Closed afranchuk closed 3 years ago

afranchuk commented 4 years ago

These changes remove some unnecessary trait restrictions on the functions, and also generalize all uses of PartialEq (including the set implementation) to arbitrary types implementing PartialEq<T>. I think in most cases this introduces no breaking changes (and all tests still run and pass as before), however a larger corpus or test base may better confirm this. The only thing that makes me less sure is things like the change to sym which cause the returned parser to be a different type than types that are inferred from input arguments (i.e., the output type now is inferred from usage rather than from arguments, so it may be the case that existing code will need annotations to disambiguate). So to be safe it may be appropriate to put this toward a breaking API release.

J-F-Liu commented 4 years ago

I think the change of type parameter is counterintuitive, what's the benefit?

afranchuk commented 4 years ago

It is to allow someone to use sym/one_of/etc. with types that can be used for equality comparison but aren't necessarily the same type as the input stream.

For example, I needed it because my input stream is not bytes, but rather tokens with source information (looking like Source<Token>), and I wanted to be able to simply use (for example) sym(Token::OpenParen), where PartialEq<Source<Token>> is implemented for Token. Otherwise I'd have to create a Source<Token> with a nonsense source location and change PartialEq for Source<T> to never compare the actual source positions, making that less useful for other situations.

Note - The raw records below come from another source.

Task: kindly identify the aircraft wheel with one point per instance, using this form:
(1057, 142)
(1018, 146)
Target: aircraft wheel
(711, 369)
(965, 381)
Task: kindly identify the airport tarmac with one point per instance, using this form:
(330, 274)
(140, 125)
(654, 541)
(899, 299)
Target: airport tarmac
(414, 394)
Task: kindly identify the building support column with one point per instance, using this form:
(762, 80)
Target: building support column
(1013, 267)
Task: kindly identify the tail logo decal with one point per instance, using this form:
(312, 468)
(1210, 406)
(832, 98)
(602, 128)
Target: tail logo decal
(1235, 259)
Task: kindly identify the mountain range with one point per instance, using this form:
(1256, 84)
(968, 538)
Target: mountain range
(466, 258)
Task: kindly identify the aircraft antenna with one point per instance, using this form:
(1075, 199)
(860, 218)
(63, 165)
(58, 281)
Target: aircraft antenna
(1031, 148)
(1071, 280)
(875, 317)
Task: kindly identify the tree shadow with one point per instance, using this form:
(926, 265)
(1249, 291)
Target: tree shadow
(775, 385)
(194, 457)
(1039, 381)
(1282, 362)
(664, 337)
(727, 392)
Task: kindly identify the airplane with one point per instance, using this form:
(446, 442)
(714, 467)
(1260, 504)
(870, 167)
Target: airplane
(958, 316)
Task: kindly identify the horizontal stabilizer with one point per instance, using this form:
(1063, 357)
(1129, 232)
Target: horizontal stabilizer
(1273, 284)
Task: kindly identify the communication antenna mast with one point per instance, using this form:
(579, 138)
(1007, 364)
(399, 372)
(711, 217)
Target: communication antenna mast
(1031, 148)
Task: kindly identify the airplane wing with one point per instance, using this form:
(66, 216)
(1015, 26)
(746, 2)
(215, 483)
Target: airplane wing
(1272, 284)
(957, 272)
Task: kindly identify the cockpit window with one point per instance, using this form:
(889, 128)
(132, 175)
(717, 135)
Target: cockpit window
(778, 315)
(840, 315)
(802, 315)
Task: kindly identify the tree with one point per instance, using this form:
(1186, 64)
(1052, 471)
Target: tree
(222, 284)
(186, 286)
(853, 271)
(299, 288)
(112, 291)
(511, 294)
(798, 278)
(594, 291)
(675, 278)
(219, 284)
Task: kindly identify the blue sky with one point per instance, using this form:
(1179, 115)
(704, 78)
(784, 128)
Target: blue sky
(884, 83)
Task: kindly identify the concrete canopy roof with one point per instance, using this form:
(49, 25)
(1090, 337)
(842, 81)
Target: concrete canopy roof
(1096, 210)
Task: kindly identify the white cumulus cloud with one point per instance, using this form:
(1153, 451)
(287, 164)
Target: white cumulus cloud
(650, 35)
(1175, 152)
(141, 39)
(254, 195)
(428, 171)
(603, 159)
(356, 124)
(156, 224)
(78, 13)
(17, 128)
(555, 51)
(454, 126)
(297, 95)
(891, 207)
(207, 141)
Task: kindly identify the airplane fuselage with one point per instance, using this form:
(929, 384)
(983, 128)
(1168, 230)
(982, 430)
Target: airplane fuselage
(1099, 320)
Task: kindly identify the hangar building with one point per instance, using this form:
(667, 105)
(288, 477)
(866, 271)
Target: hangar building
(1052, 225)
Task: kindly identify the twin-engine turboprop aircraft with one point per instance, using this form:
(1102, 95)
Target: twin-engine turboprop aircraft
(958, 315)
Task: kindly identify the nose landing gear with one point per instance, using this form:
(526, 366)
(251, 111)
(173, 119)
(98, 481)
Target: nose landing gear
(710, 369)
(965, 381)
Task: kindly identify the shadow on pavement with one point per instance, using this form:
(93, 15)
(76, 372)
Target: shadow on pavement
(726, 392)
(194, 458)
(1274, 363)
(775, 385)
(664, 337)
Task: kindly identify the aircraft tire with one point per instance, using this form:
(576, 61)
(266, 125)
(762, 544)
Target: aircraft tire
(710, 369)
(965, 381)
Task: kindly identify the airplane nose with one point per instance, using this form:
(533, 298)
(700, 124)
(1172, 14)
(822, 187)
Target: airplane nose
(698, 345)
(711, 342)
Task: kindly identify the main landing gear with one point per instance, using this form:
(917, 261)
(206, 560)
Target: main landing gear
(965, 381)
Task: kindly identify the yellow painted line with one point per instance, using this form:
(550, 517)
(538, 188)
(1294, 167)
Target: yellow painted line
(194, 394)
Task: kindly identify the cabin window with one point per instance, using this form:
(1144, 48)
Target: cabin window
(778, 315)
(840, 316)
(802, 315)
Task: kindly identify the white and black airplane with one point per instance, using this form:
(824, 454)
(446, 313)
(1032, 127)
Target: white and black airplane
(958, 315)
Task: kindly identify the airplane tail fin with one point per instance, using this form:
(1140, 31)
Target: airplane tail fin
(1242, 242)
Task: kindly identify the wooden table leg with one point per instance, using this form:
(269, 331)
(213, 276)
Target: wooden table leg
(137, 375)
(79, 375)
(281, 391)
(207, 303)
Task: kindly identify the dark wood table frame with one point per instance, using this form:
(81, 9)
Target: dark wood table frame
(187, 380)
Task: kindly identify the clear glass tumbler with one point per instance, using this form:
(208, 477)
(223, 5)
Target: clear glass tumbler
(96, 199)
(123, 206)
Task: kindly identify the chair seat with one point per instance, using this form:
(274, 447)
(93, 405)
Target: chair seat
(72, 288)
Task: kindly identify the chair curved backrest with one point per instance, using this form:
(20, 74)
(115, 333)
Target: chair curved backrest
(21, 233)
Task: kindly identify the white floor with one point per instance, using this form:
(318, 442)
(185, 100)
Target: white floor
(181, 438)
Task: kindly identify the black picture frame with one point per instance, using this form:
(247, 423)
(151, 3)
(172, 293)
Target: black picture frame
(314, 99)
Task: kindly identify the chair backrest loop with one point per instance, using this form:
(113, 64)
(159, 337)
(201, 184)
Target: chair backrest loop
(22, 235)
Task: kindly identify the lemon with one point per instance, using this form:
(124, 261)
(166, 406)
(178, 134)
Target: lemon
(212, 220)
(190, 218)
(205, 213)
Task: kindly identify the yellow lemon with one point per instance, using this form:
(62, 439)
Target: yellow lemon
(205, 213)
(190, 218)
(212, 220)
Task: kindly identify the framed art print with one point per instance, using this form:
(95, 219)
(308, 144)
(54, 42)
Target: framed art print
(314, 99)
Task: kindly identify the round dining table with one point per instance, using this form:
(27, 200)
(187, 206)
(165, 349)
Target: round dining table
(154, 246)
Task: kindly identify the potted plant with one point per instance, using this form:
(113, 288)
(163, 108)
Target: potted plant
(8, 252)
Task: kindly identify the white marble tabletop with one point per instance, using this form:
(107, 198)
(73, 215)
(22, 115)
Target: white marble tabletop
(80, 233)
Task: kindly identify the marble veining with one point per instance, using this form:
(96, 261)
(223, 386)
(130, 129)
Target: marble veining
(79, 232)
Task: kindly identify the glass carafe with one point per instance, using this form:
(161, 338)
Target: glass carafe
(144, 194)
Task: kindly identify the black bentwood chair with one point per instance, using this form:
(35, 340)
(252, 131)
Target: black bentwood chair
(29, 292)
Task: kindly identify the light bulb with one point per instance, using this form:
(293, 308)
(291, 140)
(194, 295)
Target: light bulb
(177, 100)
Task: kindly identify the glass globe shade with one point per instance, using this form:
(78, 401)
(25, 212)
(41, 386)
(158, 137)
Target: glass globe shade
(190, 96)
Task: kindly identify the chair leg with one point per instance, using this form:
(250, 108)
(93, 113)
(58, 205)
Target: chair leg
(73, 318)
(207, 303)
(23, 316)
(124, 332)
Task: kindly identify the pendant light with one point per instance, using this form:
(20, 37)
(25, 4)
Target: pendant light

J-F-Liu commented 4 years ago

This use case may be better handled in some other way without complicating existing code.

afranchuk commented 4 years ago

That's all right by me; maybe simply as new functions?

J-F-Liu commented 3 years ago

@afranchuk I did a test and found that performance is not improved by using ErrorDelayed.

afranchuk commented 3 years ago

Whoops, I didn't intend for that to be part of this PR. However, it absolutely is improved. I profiled my application because it was getting slow; delaying formatting until it actually is needed (because many of those errors are dropped by upper alternative/one_of calls) makes a huge difference. In wall time my parsing went from ~5 seconds to 0.15 seconds.

afranchuk commented 3 years ago

However I'm going to move those commits into a separate branch.